Author: Reinhard Drifte
After the Koizumi era, particularly since the beginning of the Hatoyama cabinet, Japan’s relations with China seem to be improving, and both sides have made encouraging statements. Nevertheless, there are many contrasting developments that demonstrate the continuing fragility of the relationship.
For the Japanese, there is a feeling that somehow bilateral problems will be resolved because both sides agree about the importance of a good relationship for their own national interests,and that China will always seek a compromise. The Japanese believe China needs Japan for a number of reasons, be it to protect its foreign image as a peacefully developing country, to maintain its export- and FDI-dependent economy, to cope with its environmental problems, or to reduce its energy consumption. Prime Minister Hatoyama has stated that the creation of a good atmosphere and a strengthening of an East Asian community will allow the solution of even the most difficult problems. But are such views too complacent? Do they actually reduce Japan’s options in the medium and long term while China’s overall power is growing?
The issue isn’t whether Japan and China will find long-term strategic stability or not, a point I am optimistic about. The question is how this will affect Japan’s interests and what the costs may be for peace and stability in the region during the short and medium term.
The three main problems are: the differing views on Japan’s aggression against China until 1945, the handling of the Taiwan issue, and the territorial disputes in the East China Sea.
Despite the Chinese government’s control, Chinese public opinion has become a much more independent variable while public opinion in both countries has become more negative towards the other.
The most sensitive issue for China is the future of Taiwan. Japan’s alliance with the US and its official position of not having any legal authority to say anything about the ultimate legal position of Taiwan, after having renounced its own title to the island, raise Chinese suspicions. The resulting Chinese suspicion is mirrored by Japan’s concern about the rise of China’s military and the recent rapprochement between Taiwan and the mainland.
The disputes in the East China Sea (ECS) concern the sovereignty of the Senkaku Islands (Diaoyu Islands in Chinese) and the border of the Exclusive Economic Zone (EEZ) between Japan and China.
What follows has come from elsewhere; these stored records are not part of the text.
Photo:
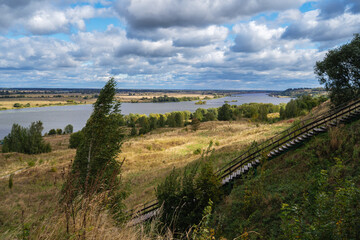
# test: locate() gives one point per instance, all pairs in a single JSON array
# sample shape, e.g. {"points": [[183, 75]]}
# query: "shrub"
{"points": [[185, 196], [26, 140], [52, 132], [76, 139]]}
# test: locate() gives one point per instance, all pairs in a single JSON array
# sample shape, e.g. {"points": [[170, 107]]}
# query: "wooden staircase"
{"points": [[269, 149]]}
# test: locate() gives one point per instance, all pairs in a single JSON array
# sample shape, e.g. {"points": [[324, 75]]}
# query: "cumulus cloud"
{"points": [[251, 37], [170, 44], [312, 27], [142, 14], [333, 8]]}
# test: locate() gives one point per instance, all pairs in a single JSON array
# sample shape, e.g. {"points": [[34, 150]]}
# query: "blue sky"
{"points": [[170, 44]]}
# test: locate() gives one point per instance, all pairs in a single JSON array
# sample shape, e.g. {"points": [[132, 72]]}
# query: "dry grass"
{"points": [[12, 162], [151, 157]]}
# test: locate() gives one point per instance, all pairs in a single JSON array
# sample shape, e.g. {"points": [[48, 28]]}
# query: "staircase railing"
{"points": [[291, 136]]}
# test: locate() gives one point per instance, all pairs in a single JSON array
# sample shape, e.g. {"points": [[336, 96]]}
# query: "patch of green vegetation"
{"points": [[309, 193]]}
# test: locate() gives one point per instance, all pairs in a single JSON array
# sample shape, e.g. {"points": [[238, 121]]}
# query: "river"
{"points": [[77, 115]]}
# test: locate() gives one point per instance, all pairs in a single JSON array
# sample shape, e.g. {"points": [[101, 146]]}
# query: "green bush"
{"points": [[185, 196], [52, 132], [68, 129], [26, 140], [76, 139]]}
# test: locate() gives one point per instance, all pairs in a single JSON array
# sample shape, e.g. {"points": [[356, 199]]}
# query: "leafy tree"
{"points": [[52, 132], [133, 131], [162, 120], [75, 139], [171, 120], [263, 111], [195, 124], [68, 129], [179, 119], [340, 71], [95, 160], [225, 113], [144, 124], [153, 121]]}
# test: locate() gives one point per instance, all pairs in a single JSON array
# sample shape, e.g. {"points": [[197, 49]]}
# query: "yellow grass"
{"points": [[149, 159], [6, 105]]}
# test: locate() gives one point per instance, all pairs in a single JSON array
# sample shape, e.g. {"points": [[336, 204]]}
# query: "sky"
{"points": [[170, 44]]}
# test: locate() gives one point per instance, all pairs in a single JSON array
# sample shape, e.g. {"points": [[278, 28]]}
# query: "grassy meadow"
{"points": [[37, 179]]}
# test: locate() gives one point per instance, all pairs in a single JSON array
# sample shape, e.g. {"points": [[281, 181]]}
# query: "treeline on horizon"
{"points": [[257, 112], [9, 91]]}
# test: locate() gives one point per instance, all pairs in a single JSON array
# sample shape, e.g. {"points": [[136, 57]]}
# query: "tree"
{"points": [[75, 139], [224, 112], [95, 160], [133, 131], [340, 72], [195, 124], [179, 119], [68, 129], [52, 132], [59, 131]]}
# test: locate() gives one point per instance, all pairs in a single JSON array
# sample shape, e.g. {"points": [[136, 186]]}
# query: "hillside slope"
{"points": [[309, 193]]}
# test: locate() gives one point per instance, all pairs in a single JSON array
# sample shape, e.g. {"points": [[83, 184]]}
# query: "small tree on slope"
{"points": [[340, 71], [95, 160]]}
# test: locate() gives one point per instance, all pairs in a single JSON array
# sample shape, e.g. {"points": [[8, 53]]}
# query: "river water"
{"points": [[77, 115]]}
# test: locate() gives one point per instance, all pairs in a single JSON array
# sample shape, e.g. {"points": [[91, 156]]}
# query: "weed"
{"points": [[31, 163], [197, 151]]}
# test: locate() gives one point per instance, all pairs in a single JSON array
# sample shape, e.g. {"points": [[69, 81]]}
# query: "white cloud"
{"points": [[252, 37]]}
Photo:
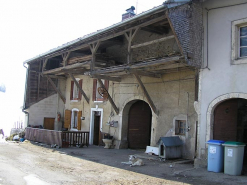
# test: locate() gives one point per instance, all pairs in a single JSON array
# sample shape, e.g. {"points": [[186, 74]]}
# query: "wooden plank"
{"points": [[153, 41], [65, 58], [56, 89], [109, 97], [146, 93], [174, 33], [116, 79], [80, 89]]}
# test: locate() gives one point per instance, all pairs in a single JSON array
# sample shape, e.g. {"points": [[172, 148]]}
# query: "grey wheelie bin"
{"points": [[234, 154], [215, 156]]}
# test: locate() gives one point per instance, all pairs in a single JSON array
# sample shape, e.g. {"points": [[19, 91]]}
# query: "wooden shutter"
{"points": [[106, 86], [71, 90], [79, 120], [79, 94], [67, 119], [94, 89]]}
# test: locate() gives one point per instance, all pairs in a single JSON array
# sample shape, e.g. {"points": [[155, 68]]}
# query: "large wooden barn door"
{"points": [[139, 127], [225, 121]]}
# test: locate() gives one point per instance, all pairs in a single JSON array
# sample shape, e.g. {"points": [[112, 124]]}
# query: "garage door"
{"points": [[139, 127]]}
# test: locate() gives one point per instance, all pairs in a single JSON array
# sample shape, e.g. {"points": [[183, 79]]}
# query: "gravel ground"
{"points": [[33, 164]]}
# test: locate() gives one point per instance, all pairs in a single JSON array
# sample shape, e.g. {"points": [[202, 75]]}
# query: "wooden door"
{"points": [[49, 123], [225, 121], [96, 133], [139, 127]]}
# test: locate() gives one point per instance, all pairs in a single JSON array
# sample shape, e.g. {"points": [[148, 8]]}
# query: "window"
{"points": [[180, 127], [75, 93], [96, 85], [243, 42], [72, 119], [239, 41]]}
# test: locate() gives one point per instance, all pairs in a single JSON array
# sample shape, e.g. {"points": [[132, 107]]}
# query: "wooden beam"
{"points": [[144, 73], [174, 33], [116, 79], [129, 38], [136, 66], [153, 41], [57, 77], [146, 93], [56, 89], [65, 58], [80, 89], [109, 97], [58, 70]]}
The solution of the latter issue is closely related to the sovereignty dispute, as well as EEZ agreements between China and Korea, and Japan and Korea, the latter holding competing claims to an EEZ in the northern part of the ECS. Pressure to reach a conclusion comes from China’s relentless exploration and exploitation of oil and gas resources in the ECS. They now face the difficulty of starting negotiations on the basis of the understanding reached in June 2008.
These three main issues should be put into the context of the growing economic competition and political rivalry of the two countries. China is translating its economic might into political, cultural, and military power. In contrast to Japan, China, from very early on, has understood how to punch above its weight.
Japan’s general approach in dealing with China has been to engage the country in as many policy fields as possible. This engagement policy basically consists of offering China political and economic incentives to become a responsible shareholder, which produces political and economic policies beneficial to the liberal economic system, hedged by political and military measures to prevent China from becoming a military threat.
The challenge is to get the balance of this complex policy right between its soft and hard elements. The emphasis on dialogue has resulted in a number of problems, including ambiguity about the ultimate outcome of engagement policy. Dialogues can be conducted for their own sake, in order to win time and to bridge the gap between periods of rudderless political leadership.
A more promising Japanese–China policy has to be conceived by better accounting for the global, regional and bilateral frameworks of Japan. The global/regional context is, above all, framed by Japan’s comprehensive alliance with the US, and the growing US rivalry with China. How does Japan see its role in Washington’s China policy, which is still aimed at maintaining its preponderance in Asia? If it concedes from the beginning that China will become a threat if US preponderance is not maintained, then its margin for a different China policy will remain limited while the US retains the option of making an about-turn to protect its interests. In the case of the East China Sea, Japan has to decide whether the insistence on a legal position (at the risk of rising tensions) is more important than even a limited but secure access to the natural resources of the area.
Reinhard Drifte is Emeritus Professor at Newcastle University in the UK.